Le texte ci-dessous,
légèrement remanié pour suivre l'actualité,
a été
publié dans le Monde, septembre 2004 :
Parce que nous ne
pouvons pas supporter l'horreur devenue quotidienne
au Proche-Orient.
Parce que quelques
institutions et quelques hommes publics monopolisent
abusivement l'expression des Français juifs.
Parce que nous
rassemble une certaine idée de l'humanité.
Parce que, devant les
répercussions en France du conflit du
Proche-Orient, la résurgence de l'extrême droite, et la
recrudescence d'actes antisémites, nous sommes amenés
à revendiquer publiquement la part juive de notre
identité
personnelle. Nous avons décidé de nous exprimer
collectivement.
Citoyennes
et citoyens de la
République française, nos conceptions philosophiques, nos
opinions politiques, nos références culturelles, nos
rapports à la religion sont divers.
Descendant-e-s de longues
lignées d’hommes et de femmes
persécutés, méprisés, bannis,
pourchassés depuis des siècles, nous luttons contre toute
forme de persécution, d’oppression, comme nombre de nos parents
l’ont fait avant nous.
Nous
sommes filles et fils de
cette République
française, qui, dès son origine, a accordé la
citoyenneté aux Juifs. Nous nous réclamons de ses
valeurs.
La position de chacune et chacun d’entre nous face à
l’héritage juif est diverse, mais le souvenir de
l’extermination,
la conviction qu’elle n’appartient à personne, qu’elle ne peut
justifier aucun nationalisme, nous font un devoir de parler comme nous
le faisons.
Certains
d’entre nous ont pour
Israël un attachement
particulier que d’autres ne partagent pas, d’autres récusent le
principe même du projet sioniste.
Nous
considérons cependant
tous que, né dans les
conditions historiques laissées par les ruines du fascisme
hitlérien, le peuple israélien a droit à un
État aux frontières sûres et reconnues, dans le
cadre des résolutions de l’ONU.
Mais
nous n’autorisons ni
l’État d’Israël, ni les
institutions qui, en France, prétendent représenter les
citoyens juifs, à parler en leur nom. Nous nous révoltons
contre l’oppression coloniale dont souffrent la Palestine et les
Palestiniens du fait du gouvernement d’Israël. Nous ne croyons pas
que l’on combatte l’antisémitisme en laissant les
Israéliens devenir un peuple d’oppresseurs. Il n’y a paix et
avenir pour le peuple israélien que dans une coexistence
pacifique et loyale avec le peuple palestinien. Nous soutenons tous
ceux
qui, en Israël, en Palestine et ailleurs, oeuvrent courageusement
pour la paix, pour la justice, pour l’égalité des droits,
contre la politique criminelle de M. Sharon.
Nous
constatons la montée
en puissance de
l’idéologie de l’extrême-droite israélienne au sein
de forces politiques françaises. De nombreux démocrates
(parmi lesquels de nombreux juifs), sont victimes d’intimidations : ils
se voient accusés d’antisémitisme, au seul motif qu’ils
combattent la politique menée par le gouvernement
israélien ou réclament le respect par Israël des
résolutions de l’ONU, des engagements pris à Oslo.
Que
cherche-t-on en pratiquant
ces amalgames? Que cherche-t-on
en multipliant les agressions verbales et les menaces physiques contre
ceux, Juifs ou non, qui exercent leur responsabilité de citoyens
en condamnant publiquement la politique israélienne actuelle ?

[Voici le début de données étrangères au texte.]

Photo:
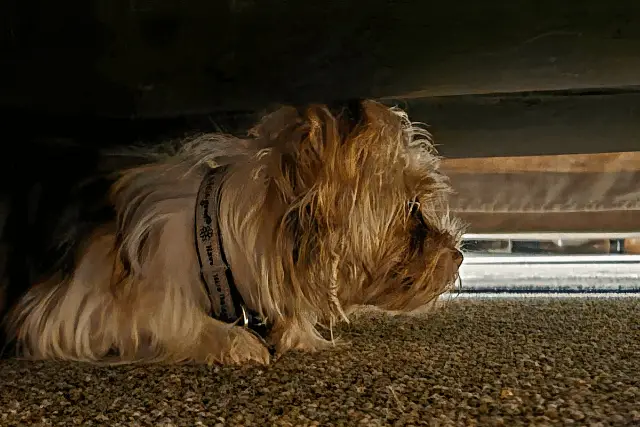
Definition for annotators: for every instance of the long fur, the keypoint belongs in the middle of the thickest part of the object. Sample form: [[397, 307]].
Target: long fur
[[318, 215]]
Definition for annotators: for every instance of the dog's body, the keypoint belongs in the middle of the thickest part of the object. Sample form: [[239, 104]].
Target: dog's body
[[317, 215]]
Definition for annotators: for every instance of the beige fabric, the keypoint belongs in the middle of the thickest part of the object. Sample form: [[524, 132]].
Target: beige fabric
[[587, 192]]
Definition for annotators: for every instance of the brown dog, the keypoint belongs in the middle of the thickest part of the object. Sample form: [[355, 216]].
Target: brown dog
[[225, 247]]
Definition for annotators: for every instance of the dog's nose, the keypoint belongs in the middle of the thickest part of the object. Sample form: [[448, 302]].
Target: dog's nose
[[458, 257]]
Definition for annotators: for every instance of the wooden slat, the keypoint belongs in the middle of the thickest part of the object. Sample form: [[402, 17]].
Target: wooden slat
[[568, 163], [158, 58]]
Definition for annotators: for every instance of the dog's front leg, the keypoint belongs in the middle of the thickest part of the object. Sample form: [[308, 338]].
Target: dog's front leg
[[297, 334], [223, 343]]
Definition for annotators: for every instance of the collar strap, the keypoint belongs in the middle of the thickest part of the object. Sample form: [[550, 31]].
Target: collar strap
[[227, 304]]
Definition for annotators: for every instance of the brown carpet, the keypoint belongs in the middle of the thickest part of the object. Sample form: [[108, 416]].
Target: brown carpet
[[493, 362]]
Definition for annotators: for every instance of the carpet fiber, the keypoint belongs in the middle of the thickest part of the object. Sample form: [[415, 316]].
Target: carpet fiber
[[476, 362]]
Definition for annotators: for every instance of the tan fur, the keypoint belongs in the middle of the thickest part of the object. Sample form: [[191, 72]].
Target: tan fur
[[343, 199]]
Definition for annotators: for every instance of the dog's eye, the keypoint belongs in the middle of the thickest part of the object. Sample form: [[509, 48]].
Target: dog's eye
[[420, 229], [415, 211]]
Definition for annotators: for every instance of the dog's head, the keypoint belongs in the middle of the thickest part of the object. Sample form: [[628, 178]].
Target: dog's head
[[360, 208]]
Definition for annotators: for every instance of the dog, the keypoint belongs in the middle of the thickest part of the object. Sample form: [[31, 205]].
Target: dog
[[219, 249]]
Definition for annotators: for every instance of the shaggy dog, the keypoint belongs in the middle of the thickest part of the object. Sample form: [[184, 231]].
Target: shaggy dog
[[220, 249]]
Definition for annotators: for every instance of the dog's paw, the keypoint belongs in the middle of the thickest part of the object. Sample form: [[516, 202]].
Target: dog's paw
[[244, 347], [292, 337]]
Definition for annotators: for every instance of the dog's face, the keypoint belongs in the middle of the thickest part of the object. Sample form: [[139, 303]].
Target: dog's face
[[361, 209]]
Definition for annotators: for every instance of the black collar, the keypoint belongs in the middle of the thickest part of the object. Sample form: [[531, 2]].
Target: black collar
[[227, 304]]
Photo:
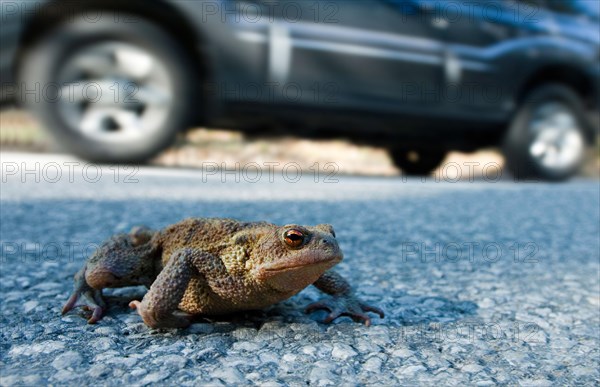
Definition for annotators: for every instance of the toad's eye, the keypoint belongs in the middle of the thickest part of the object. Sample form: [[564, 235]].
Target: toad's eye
[[293, 238]]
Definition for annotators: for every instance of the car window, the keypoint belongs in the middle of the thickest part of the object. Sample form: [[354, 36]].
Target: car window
[[562, 6]]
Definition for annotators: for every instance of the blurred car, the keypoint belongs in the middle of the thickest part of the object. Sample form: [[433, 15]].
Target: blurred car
[[116, 81]]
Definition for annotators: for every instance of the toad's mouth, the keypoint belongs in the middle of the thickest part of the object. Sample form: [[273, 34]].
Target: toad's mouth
[[306, 260]]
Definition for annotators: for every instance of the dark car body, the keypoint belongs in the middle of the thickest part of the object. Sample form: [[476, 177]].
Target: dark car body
[[378, 71]]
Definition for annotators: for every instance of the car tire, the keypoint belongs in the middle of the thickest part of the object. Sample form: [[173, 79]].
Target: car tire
[[419, 162], [137, 93], [547, 138]]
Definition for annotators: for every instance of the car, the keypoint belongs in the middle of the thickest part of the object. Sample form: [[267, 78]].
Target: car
[[116, 81]]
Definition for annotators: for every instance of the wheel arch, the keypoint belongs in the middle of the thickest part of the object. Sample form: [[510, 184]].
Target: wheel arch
[[566, 75]]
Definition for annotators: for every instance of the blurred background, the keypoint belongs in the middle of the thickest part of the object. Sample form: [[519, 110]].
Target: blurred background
[[378, 87]]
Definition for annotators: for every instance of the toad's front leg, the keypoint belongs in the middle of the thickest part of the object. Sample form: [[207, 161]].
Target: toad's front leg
[[159, 307], [342, 302]]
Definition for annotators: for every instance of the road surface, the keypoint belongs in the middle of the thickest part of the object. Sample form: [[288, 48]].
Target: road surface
[[482, 282]]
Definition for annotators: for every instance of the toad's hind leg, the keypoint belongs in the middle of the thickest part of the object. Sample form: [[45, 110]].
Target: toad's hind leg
[[123, 260]]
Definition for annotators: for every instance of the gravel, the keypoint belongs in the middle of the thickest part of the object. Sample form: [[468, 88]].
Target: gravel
[[526, 316]]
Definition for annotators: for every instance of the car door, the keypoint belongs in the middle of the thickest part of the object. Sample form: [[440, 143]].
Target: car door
[[482, 67], [371, 54]]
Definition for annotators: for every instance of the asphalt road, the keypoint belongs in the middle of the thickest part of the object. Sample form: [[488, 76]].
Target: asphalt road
[[482, 282]]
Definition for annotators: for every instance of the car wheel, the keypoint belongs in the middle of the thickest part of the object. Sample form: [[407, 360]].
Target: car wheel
[[547, 138], [109, 91], [417, 162]]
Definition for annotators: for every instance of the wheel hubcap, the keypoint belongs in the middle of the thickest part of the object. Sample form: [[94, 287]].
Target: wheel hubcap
[[558, 141], [115, 92]]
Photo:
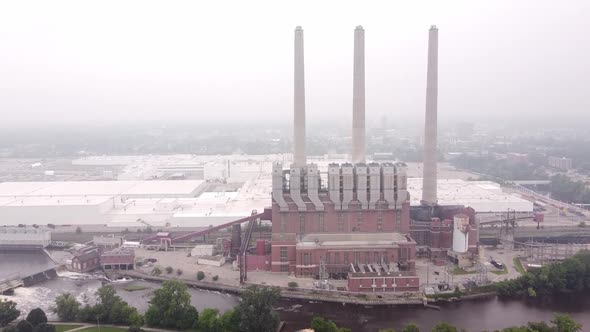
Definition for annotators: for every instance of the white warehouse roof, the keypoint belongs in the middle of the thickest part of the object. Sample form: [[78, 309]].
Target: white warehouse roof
[[482, 196]]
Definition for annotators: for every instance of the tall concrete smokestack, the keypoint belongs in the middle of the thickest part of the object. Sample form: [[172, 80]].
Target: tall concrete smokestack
[[299, 157], [358, 97], [430, 127]]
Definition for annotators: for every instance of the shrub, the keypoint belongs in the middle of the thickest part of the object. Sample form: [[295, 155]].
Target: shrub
[[24, 326], [37, 316]]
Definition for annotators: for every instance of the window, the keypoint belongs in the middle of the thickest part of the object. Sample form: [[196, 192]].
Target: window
[[301, 223], [306, 259], [283, 222], [341, 221]]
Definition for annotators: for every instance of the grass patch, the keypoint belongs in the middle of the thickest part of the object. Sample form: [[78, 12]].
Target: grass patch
[[63, 328], [133, 288], [104, 329], [518, 265], [501, 272], [459, 270]]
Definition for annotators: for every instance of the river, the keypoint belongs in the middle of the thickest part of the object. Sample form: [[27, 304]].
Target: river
[[478, 315]]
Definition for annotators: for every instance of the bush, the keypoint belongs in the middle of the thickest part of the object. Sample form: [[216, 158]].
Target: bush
[[8, 312], [24, 326], [37, 316]]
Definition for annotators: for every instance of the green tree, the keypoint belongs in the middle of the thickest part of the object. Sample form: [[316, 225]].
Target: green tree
[[110, 308], [209, 321], [256, 309], [320, 324], [230, 321], [564, 323], [37, 316], [66, 307], [8, 312], [170, 307], [24, 326], [444, 327], [411, 327], [44, 327]]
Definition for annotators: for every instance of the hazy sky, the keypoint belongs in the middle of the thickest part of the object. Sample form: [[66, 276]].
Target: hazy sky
[[120, 61]]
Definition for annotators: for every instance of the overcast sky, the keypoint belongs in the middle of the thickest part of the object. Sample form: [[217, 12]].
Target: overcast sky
[[73, 62]]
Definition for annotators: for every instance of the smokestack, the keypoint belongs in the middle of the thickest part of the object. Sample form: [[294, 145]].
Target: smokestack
[[430, 127], [358, 97], [299, 157]]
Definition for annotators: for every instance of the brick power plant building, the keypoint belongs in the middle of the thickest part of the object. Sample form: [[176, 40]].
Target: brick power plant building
[[357, 223]]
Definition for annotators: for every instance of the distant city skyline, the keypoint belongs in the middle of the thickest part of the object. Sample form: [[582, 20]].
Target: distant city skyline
[[77, 63]]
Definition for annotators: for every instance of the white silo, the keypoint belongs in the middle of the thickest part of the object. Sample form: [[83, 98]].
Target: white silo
[[460, 233]]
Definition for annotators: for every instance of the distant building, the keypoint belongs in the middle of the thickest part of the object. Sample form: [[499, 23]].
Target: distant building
[[118, 260], [24, 238], [86, 261], [517, 157], [562, 163]]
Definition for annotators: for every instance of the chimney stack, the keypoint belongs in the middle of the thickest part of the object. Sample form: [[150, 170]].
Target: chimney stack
[[430, 126], [299, 157], [358, 97]]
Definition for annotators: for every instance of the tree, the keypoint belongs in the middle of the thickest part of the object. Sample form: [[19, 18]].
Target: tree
[[411, 327], [66, 307], [230, 321], [8, 312], [24, 326], [44, 327], [37, 316], [170, 307], [444, 327], [256, 309], [564, 323], [320, 324], [209, 321], [110, 308]]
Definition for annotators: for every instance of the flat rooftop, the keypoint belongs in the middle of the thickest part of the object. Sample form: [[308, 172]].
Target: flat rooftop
[[482, 196], [360, 240], [100, 188]]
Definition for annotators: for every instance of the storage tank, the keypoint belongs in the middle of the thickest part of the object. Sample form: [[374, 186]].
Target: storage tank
[[460, 233], [260, 247]]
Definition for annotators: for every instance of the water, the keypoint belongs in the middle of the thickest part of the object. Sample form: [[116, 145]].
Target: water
[[470, 315]]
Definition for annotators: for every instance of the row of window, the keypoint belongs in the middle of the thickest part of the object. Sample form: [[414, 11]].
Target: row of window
[[322, 224]]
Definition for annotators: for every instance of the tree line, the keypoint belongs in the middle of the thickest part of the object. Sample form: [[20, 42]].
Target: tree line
[[571, 275]]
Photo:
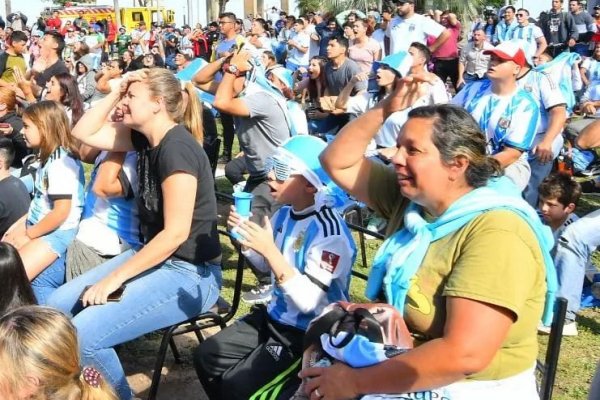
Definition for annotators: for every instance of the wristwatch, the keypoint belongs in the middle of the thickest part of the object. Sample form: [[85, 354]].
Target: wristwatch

Que cherche-t-on en donnant au judaïsme confisqué un visage
repoussant ?
Nous
refusons le jeu de l’actuel
gouvernement israélien
qui, pour renforcer son potentiel d’expansion, cherche à
accroître l’immigration en Israël, et s’accommode des
résurgences de l’antisémitisme.
L’antisémitisme
d’aujourd’hui a certes ajouté
une dimension à l'abject en qualifiant les atrocités
nazies
de "détail de l’histoire". Mais certains d’entre nous pensent
qu’à l’inverse, soutenir qu’il n’y a d’autre crime contre
l’humanité que l’extermination des Juifs par les nazis, c’est
nourrir les sources même du négationisme ; nous ne
réclamons aucun privilège pour les Juifs en tant que
victimes : nous nous dressons contre toute oppression. La politique
israélienne actuelle n’a certes pas pour but
l’anéantissement physique du peuple palestinien, mais plusieurs
d’entre nous se demandent si, prise dans son ensemble, ses inspirateurs
et ses exécutants ne relèveraient pas de la Cour
Pénale Internationale.
Les
violations
systématiques des Droits de l’Homme par
Israël, le non respect des résolutions des Nations Unies
rendent problématique l’application de l’accord d’association
UE/Israël. Depuis la parution de notre manifeste en avril 2003,
l’actualité n’a cessé d’en confirmer le
bien-fondé;
des éléments graves visant à créer
l’irréversible sont apparus, en même temps que des motifs
très fragiles d’espoir ; nous voulons appuyer les efforts qui
ont conduit au processus de Genève. Nous voulons contribuer
à créer un mouvement d’opinion capable d’imposer
l’arrêt de la politique criminelle de M. Sharon, maintenant
soutenue explicitement par l’actuel Président des Etats-Unis
d’Amérique. Tous deux violent en permanence le droit
international et mettent en péril le règlement
négocié des conflits entre Etats conformément
à la Charte des Nations Unies.
M.
Sharon et M. Bush se
comportent en croisés de la
lutte contre le terrorisme; mais leur politique alimente celui-ci en
permanence; les signataires D’UNE AUTRE VOIX JUIVE condamnent
toutes les forces qui au Proche-Orient entendent répondre
à la violence de la politique israélienne par des
attentats en Israël contre des civils sans défense. Les
organisateurs, les soutiens financiers et politiques de ces forces
doivent être pourchassés, traduits devant des tribunaux et
lourdement condamnés. Mais l’assassinat n’est ni une
réponse conforme au droit ni de nature à enrayer ces
crimes.
Il
faut priver ceux qui ne
reculent ni devant le sacrifice de
jeunes vies ni devant le recours aux formes d’action les plus
condamnables de tout soutien dans la population. Pour ce faire, il faut
négocier immédiatement et arrêter les actes qui
poussent au désespoir le peuple palestinien.
Nous
condamnons les campagnes
d’opinion visant à
présenter la France comme "un pays antisémite". Mais
cela ne saurait impliquer de notre part aucune forme d’indulgence
vis-à vis du racisme quelle qu’en soit la forme. Certains
développent un langage de haine et des actes racistes contre les
Français issus de l’immigration, en particulier d’origine arabe.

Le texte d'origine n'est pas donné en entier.